Elizabeth uses her 4-H and pageant experience to tirelessly advocate for those too weak to speak. She finished an extensive social media campaign throughout September during National Childhood Cancer Awareness Month while receiving treatment at the Cincinnati Children's Hospital Medical Center. She was one of four youth chosen for the American Childhood Cancer Organization/Amazon Ambassadors for the Childhood Cancer Awareness. 

She is  a national ambassador for American Cancer Society #GoldTogether, working with youth to raise awareness and action. This past relay season in Illinois she raised $23,000 for her Effingham County Crowns Fight Cancer #GoldTogether team. Added with her other fundraising efforts, the teen has donated thousands of dollars. 

The Weidner family is a multi-generational 4-H family. Elizabeth's parents, Jennifer and Matthew, are both 4-H alums. Jennifer was a member of the Morton Cloverettes of Tazewell County, serving as a junior leader, federation member, and fair queen. Matthew participated in 4-H school programs. 

Elizabeth's three brothers have a strong 4-H history. Their main club is the Country Cousins, and they hold membership in several special interest clubs. Ethan is a junior leader, with a focus on swine, cattle, and sheep livestock projects. Eric and Evan (a cloverbud) take agricultural, visual arts, and civic engagement projects.

"It truly has been a family affair with 4-H at every level," Jennifer says. "We are absolutely thrilled at the opportunities 4-H gives youth, from city to country, as a place for everyone to succeed!"

Elizabeth has volunteered for clinical drug trials.

"I’m not the first and won’t be the last 4-Her to battle cancer," she says, "but if I choose an option that might save the life of another by my participation in a particular clinical trial, then 4-H has again allowed me the skills to live out our motto of giving my health so others might live a better life in our community, country, and even the world." 

When Elizabeth was unable to attend 4-H meetings and fair, she used technology to call in and fully participate. "Elizabeth always finds a way," says Dana Homann, Extension youth educator.

"Because of my disease, I’ve had to be creative, innovative, and think outside of the box on how I must do things; from pre-taping appearances, to using my written words as Letters to the Editor, emailing politicians, using technology to address individuals or social media for my platform in educating others," Elizabeth says. "I could sit idly by and allow someone else to 'step up to the plate' on many issues. I could use the 'cancer card' as a reason not to be involved, but I don’t. Kids can’t fight cancer alone, communities can’t progress without active participation, and adults can be influenced by the actions of kids."

So, Elizabeth continues her quest with courage, determination, and a smile that melts hearts wherever she goes. She received the Prudential Community Spirit Bronze Award and the Illinois Governor's Volunteer Service Award. 
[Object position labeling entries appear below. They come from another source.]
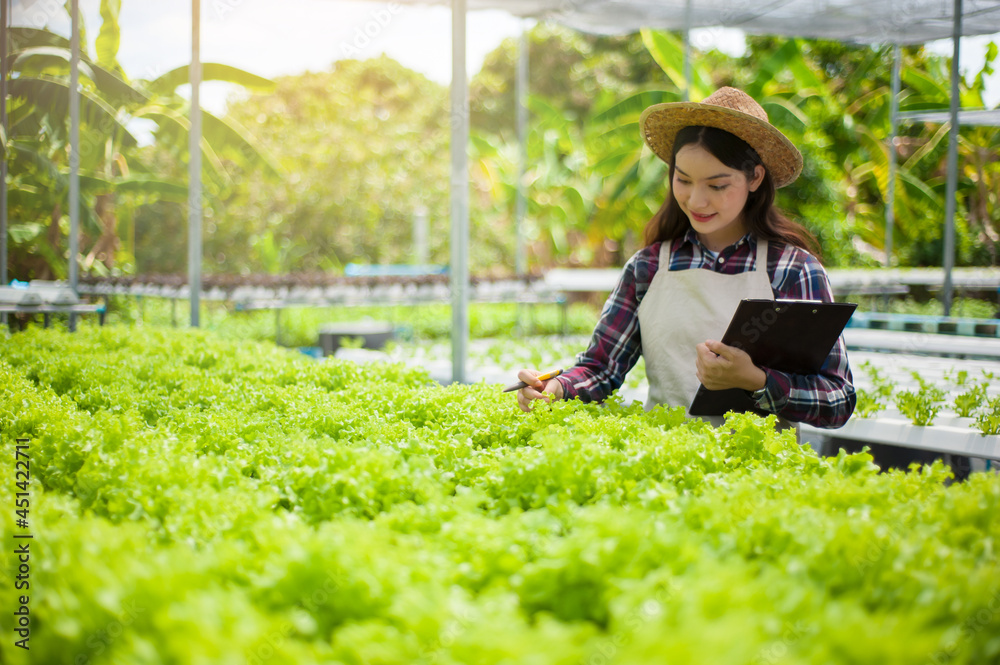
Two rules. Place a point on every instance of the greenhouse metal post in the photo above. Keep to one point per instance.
(952, 188)
(890, 207)
(74, 151)
(459, 196)
(194, 169)
(3, 163)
"Through 4-H’s public speaking, health, leadership, and civic engagement projects, I’ve been given the guidance, tools, and encouragement that put me in the driver’s seat to make great things happen," Elizabeth says. "4-H has set me up for a lifetime of self-discovery, growth, and inspiration.

"It has helped me see challenges as opportunities. My legacy will not be wealth; my legacy will be what others have learned from me. The mark I leave will be felt for a long time."
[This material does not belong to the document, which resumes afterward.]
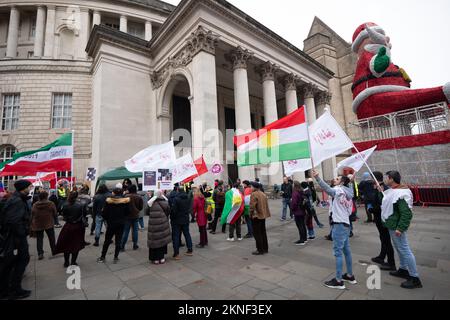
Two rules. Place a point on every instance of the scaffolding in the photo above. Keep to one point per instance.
(419, 165)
The 4-H Youth in Action Awards began in 2010 to recognize 4-H’ers who have used the knowledge they gained in 4-H to create a lasting impact in their communities. The award is announced during National 4-H Week, which is Oct. 4-10.
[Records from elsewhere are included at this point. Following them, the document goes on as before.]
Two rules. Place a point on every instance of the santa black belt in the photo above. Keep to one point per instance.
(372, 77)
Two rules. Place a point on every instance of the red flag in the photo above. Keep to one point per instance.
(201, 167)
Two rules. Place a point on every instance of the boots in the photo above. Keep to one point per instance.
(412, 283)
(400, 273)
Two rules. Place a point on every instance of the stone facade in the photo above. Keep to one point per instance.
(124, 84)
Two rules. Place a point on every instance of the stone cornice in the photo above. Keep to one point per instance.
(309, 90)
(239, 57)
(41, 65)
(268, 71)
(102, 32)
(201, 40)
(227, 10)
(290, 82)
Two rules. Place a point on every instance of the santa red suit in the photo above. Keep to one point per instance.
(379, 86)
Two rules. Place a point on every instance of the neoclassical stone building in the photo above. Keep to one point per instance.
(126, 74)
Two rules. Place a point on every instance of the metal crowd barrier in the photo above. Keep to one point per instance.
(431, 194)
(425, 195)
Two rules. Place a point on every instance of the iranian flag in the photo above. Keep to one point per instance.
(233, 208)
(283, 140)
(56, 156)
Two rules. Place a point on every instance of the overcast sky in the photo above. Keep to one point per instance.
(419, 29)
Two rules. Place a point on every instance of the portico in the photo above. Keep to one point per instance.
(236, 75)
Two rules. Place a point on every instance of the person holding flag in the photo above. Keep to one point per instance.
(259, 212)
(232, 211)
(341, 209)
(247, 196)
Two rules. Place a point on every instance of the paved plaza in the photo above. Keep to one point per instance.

Join Elizabeth's journey on Facebook and Instagram. Weidner will receive a $5,000 scholarship for higher education and will serve as an advocate and spokesperson for 4-H Civic Engagement programming. She is joined by other 2021 Youth in Action Pillar Winners: Madelyn Zimmerman of Indiana, winner for agriculture; Mayyadah Zagelow of Washington, winner for healthy living; and Aidan Spencer of Oklahoma, winner in STEM.